Warschau KZ


In May 1943, the Warsaw ghetto was liquidated and laid in ruins. To clean up the razed ghetto a concentration camp named KL Warschau was set up in the summer. Within the camp there was already an existing prison called Gesiowka, but this proved to be far too small. In order to expand the camp with barracks, prisoners were brought to Warsaw from Germany and Auschwitz. When the camp was completed, it had a capacity of about 5,000 prisoners. The commander of the camp was SS-Obersturmbannführer, Wilhelm Göcke, and then, SS-Hauptsturmführer, Nikolaus Herbet. Beside Gesiowka, there were four more camps/prisons nearby Kolo, Bonifratska, Zachodnia I and II which together formed KL Warschau.

In April 1944 the camp was subordinated to Majdanek. In spring 1944, the Germans began to build a crematorium, but even though it was completed in the summer of 1944, it was never used because the germans began evacuating the camp in late July, 1944. Until then, dead prisoners had been cremated outdoors over open fires. About 1800 prisoners who were too sick to be evacuated were murdered while about 4000 prisoners were forced away on a Death march. Eventually the surviving prisoners reached Dachau. Hundreds of prisoners were left in the camp and these were freed in connection with the Warsaw Uprising. Several of these prisoners joined the Polish home army and fought against the germans during the Warsaw uprising. The camp was completely destroyed during the uprising. An estimated 20,000 people died during the camp’s existence.

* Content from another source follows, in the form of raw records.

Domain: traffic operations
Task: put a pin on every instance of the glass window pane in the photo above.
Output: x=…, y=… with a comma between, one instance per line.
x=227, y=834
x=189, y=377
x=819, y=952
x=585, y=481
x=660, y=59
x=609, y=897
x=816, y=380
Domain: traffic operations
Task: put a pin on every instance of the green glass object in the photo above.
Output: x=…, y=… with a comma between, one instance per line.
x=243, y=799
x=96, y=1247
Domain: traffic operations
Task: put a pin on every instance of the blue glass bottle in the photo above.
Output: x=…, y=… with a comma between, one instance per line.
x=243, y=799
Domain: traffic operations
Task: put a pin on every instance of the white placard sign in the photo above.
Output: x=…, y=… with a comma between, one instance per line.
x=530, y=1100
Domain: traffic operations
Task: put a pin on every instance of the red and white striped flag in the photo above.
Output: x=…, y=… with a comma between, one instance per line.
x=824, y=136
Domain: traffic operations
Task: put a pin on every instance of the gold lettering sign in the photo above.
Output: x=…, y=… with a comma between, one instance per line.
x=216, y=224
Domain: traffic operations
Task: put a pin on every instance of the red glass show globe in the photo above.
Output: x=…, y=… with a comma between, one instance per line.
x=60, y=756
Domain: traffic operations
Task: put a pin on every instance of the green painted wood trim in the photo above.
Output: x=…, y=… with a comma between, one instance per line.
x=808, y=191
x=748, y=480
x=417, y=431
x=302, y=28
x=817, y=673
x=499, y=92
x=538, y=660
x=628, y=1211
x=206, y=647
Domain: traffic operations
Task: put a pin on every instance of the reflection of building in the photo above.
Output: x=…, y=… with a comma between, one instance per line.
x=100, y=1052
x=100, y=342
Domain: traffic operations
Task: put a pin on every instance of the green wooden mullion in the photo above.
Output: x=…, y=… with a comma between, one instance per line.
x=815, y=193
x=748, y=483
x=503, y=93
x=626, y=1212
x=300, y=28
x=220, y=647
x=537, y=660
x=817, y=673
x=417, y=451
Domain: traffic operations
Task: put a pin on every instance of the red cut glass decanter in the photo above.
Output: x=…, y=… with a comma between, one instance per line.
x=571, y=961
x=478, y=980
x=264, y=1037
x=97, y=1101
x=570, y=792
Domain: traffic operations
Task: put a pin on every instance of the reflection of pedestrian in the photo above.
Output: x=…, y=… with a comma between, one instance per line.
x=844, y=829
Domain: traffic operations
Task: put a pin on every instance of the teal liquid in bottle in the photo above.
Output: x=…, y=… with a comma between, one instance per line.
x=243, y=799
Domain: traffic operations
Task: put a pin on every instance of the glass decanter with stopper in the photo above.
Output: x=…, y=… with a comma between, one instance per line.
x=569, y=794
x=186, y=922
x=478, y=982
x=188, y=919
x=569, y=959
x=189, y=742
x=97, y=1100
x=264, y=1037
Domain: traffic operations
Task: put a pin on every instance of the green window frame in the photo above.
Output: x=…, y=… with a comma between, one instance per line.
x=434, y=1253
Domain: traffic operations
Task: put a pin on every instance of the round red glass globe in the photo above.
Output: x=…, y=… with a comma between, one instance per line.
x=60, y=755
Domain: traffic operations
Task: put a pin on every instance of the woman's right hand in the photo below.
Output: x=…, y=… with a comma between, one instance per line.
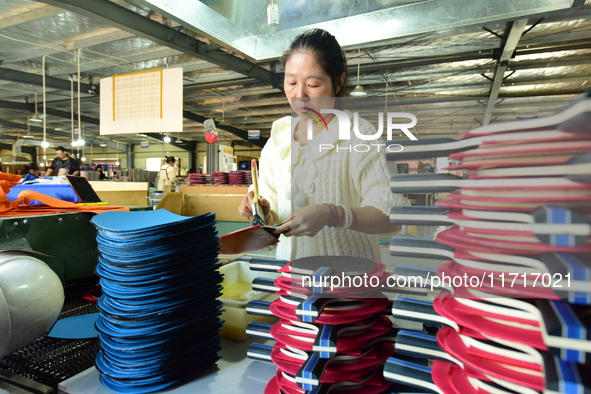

Current status: Demolished with monument (2015).

Location: 52°13'26.14" N 20°58'05.69" E

Get there: Car.

My comment:

Apart from some ruins at Kolo, there is nothing left of the five camps. KL Warschau (Zachodnia) is also rumored having a huge gas chamber (630 square meters) built in a tunnel (Bema tunnel) near the Zachodnia station. Witnesses claim that thousands of Poles were murdered in the tunnel, but the gas chamber is controversial in the sense that it is doubtful whether it existed. Critics argue that the gas chamber design differs from those built by the Nazis because this one was both large and had high ceiling. The gas chambers that the Nazis built in the extermination camps were significantly smaller and had significantly lower ceiling. After the war, the tunnel was opened to traffic. Some theories claim that the ventilation equipment installed to air out of the gas chamber was scrapped in connection with a renovation of the tunnel in the mid-nineties. At the monument at Zachodnia, the camp is called an extermination camp, but this is as mentioned debatable.

Follow up in books: Davies, Norman: Rising ’44: The Battle for Warsaw (2004).